Well, Madison is less than two hours from Milwaukee and somehow I would get myself down to Chicago from Milwaukee, hitchhiking if I had to. At least I would be moving, not camping in some miserable Midwest airport.

I remembered an issue of Playboy, "Girls of the Big Ten." This was "Airports of the Big Ten" and not nearly as sexy. Either that or I was starring in a remake of Planes, Trains and Automobiles. I could hardly wait to meet John Candy. Well, as it turned out, the flight planned for the Indiana basketball team had been cancelled and the team was rerouted via the flight to Ann Arbor. No, I wasn't bumped. They wedgedme into the window seat next to a 6'10" power forward who had John Candy's waistline. "A guy my size has to have the aisle, man," he announced, and I wasn't going to argue. Go Hoosiers!

Late Friday morning I phoned Mom from the Lansing airport. After all, it was my birthday and birthdays mean a lot to Mom. She told me she was in the kitchen and judging from the echoes, I was pretty sure she had the phone on speaker phone setting. For sure, I could hear her move about the kitchen and I could picture her measuring and pouring ingredients.
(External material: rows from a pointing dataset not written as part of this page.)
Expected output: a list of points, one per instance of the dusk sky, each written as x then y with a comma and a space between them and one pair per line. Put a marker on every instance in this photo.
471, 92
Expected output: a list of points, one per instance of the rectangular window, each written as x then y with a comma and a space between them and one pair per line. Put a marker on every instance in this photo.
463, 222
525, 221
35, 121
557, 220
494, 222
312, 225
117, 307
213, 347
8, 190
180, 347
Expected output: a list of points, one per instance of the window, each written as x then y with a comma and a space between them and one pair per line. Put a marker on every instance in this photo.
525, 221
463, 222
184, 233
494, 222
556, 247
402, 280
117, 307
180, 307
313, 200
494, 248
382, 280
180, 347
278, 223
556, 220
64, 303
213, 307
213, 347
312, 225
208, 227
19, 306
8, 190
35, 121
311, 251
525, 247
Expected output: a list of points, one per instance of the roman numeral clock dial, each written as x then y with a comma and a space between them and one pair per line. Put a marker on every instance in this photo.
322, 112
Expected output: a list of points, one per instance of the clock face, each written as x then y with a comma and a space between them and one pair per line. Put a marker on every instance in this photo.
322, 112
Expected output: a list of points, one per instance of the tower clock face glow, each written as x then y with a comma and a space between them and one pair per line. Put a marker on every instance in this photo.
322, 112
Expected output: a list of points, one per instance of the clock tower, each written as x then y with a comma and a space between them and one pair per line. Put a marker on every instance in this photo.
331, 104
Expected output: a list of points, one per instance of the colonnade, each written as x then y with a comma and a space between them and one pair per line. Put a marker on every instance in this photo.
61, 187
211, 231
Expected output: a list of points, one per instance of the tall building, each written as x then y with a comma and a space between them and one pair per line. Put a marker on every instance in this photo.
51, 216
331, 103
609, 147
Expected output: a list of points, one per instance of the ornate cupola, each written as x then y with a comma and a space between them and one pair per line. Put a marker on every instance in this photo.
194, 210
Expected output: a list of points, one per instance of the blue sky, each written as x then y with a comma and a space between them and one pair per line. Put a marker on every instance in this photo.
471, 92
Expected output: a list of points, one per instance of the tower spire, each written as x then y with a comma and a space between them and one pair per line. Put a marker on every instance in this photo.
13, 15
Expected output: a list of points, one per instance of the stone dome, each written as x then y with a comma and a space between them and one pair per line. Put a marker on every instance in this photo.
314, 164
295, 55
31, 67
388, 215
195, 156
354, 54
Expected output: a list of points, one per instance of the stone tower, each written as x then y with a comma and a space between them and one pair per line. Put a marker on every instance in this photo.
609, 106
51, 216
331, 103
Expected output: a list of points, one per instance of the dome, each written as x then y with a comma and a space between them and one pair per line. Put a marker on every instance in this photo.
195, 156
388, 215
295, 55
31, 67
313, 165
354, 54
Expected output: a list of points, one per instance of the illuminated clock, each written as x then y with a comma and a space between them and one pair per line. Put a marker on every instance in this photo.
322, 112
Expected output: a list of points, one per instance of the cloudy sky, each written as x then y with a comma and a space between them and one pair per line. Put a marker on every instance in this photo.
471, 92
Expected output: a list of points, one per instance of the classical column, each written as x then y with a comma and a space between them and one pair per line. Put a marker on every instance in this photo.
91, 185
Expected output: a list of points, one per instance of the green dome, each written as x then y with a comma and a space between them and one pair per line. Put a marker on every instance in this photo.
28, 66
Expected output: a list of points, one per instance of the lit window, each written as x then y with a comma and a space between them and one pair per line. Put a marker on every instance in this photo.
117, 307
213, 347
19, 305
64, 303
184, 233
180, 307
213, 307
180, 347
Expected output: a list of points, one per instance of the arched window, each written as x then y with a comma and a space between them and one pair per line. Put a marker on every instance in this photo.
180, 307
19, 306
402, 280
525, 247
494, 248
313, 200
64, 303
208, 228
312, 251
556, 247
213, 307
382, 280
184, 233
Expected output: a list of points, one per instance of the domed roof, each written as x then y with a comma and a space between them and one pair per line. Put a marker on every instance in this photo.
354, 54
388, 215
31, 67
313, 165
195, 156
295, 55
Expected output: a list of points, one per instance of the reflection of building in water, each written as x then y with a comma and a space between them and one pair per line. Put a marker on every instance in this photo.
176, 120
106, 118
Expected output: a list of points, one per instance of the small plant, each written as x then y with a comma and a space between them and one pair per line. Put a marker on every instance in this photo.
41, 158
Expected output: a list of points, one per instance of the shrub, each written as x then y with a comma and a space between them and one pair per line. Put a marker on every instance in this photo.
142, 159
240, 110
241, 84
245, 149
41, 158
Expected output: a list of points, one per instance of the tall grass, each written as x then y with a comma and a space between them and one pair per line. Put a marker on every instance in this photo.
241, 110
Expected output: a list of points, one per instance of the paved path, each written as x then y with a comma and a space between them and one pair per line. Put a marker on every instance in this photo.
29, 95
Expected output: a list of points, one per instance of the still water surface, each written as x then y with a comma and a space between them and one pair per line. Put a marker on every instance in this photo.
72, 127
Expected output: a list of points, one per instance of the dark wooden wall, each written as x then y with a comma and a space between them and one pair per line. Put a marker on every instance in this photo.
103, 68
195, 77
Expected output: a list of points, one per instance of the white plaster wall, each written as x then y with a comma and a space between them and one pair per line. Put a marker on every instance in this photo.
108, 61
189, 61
What? She can only open bags of Chips Ahoy? – you remember that? That was just a joke to make Amy laugh. Mom is more of a first course person than a baker but you seriously imagine that the loving and caring mother of five children and nine grandchildren can't cook, Catholic or not? Never happen! Mom wasn't a near gourmet chef like Amy but no one can rustle up solid, nutritious comfort food like my mom. If you look up "home cooking" in an illustrated dictionary, there's a photograph of my mother.

"Son, we are so glad you can come home for your birthday party this evening. Frank's coming down from Green Bay and the twins are bringing the grandkids..."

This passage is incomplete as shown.